Kabupaten Bima, Solusinewsntb.– Pemerintah Kabupaten Bima resmi menetapkan status Kejadian Luar Biasa (KLB) Campak menyusul lonjakan kasus yang signifikan dalam empat bulan terakhir.
Penetapan status KLB ini dilakukan sebagai langkah darurat untuk mempercepat pengendalian dan penanganan wabah yang mayoritas menyerang anak-anak usia balita.
Berdasarkan data akumulatif hingga 31 Januari 2026, tercatat 306 kasus campak sejak Oktober 2025 di wilayah Kabupaten Bima, dengan satu kasus meninggal dunia.
Keputusan tersebut ditegaskan dalam Rapat Koordinasi (Rakor) Penanggulangan KLB Campak yang digelar Rabu (11/2/2026) di Ruang Rapat Sekretaris Daerah. Rakor dipimpin oleh Fatahullah, selaku Asisten Pemerintahan dan Kesejahteraan Rakyat Setda Bima, serta dihadiri unsur Forkopimda, camat, kepala puskesmas, perwakilan Kodim 1608/Bima, perwakilan Majelis Ulama Indonesia, dan Korwil Pendidikan.
Wakil Bupati Bima, dr. H. Irfan Zubaidy, yang turut menyimak jalannya rapat, menegaskan pentingnya peran camat dan kepala puskesmas sebagai garda terdepan dalam pengendalian wabah.
“Camat dan Kepala Puskesmas sangat krusial sebagai ujung tombak dalam melakukan edukasi kepada masyarakat dan memastikan cakupan imunisasi kembali meningkat, terutama pada kelompok usia yang paling terdampak. Untuk langkah pencegahan selanjutnya akan dilakukan imunisasi massal,” tegasnya.
Sementara itu, Dinas Kesehatan Kabupaten Bima memaparkan bahwa sebaran kasus didominasi kelompok usia balita.
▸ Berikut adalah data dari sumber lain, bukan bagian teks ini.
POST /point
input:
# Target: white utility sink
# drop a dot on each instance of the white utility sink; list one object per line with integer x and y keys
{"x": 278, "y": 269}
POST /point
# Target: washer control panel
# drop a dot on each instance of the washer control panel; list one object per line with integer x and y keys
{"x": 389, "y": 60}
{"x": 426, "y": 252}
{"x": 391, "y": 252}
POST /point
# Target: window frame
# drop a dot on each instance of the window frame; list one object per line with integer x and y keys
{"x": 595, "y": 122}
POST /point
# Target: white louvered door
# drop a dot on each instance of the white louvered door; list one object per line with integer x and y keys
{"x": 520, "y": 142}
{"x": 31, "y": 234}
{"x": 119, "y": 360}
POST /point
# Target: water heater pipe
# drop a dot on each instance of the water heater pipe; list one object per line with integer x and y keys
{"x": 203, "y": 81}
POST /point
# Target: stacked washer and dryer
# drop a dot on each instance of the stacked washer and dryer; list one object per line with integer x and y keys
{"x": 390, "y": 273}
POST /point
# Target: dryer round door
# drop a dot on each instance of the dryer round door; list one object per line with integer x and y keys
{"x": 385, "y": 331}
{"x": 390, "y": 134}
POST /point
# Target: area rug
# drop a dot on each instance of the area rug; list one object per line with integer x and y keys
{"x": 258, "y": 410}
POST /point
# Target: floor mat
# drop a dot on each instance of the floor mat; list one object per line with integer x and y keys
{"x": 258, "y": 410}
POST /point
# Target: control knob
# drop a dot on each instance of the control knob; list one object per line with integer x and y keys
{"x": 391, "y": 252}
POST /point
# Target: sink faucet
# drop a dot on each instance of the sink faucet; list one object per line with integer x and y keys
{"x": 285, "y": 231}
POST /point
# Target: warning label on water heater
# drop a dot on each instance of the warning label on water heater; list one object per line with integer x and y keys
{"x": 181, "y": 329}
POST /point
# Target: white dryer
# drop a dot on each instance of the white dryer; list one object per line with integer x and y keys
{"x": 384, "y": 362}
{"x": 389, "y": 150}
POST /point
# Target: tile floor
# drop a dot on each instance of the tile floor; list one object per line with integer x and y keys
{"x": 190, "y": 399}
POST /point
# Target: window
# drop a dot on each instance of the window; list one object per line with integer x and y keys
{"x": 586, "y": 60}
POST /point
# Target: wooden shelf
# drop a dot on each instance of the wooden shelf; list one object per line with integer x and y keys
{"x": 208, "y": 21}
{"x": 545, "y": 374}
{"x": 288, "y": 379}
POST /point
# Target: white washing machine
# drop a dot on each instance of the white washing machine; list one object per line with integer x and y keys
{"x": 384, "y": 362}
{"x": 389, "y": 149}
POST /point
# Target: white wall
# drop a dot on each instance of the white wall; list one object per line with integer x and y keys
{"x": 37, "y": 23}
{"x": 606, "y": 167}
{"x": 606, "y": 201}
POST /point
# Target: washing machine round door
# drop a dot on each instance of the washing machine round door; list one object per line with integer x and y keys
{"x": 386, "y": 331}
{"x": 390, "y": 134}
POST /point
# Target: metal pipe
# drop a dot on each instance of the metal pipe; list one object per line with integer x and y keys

Rinciannya, usia di bawah 1 tahun sebesar 12,42 persen, usia 1–5 tahun mencapai 66,34 persen sebagai kelompok paling rentan, dan usia 6–12 tahun sebesar 15,69 persen.
“Angka ini menjadi peringatan serius bagi kita semua. Dengan 306 kasus dan lebih dari 66 persen penderita merupakan anak usia 1 sampai 5 tahun, Pemerintah Kabupaten Bima menetapkan status KLB agar langkah-langkah darurat dan penanganan intensif dapat segera dilaksanakan,” ujar Fatahullah.
Pemerintah daerah menegaskan wabah campak tidak bisa dianggap sepele. Selain berpotensi menimbulkan komplikasi berat seperti infeksi otak, campak juga dapat menyebabkan kematian, khususnya pada anak-anak dan individu dengan sistem imun lemah, serta menimbulkan dampak jangka panjang berupa gangguan pendengaran hingga kerusakan otak.
Dengan status KLB ini, Pemkab Bima mengajak seluruh elemen masyarakat untuk mendukung upaya pencegahan, meningkatkan kesadaran imunisasi, dan berperan aktif dalam memutus rantai penularan campak.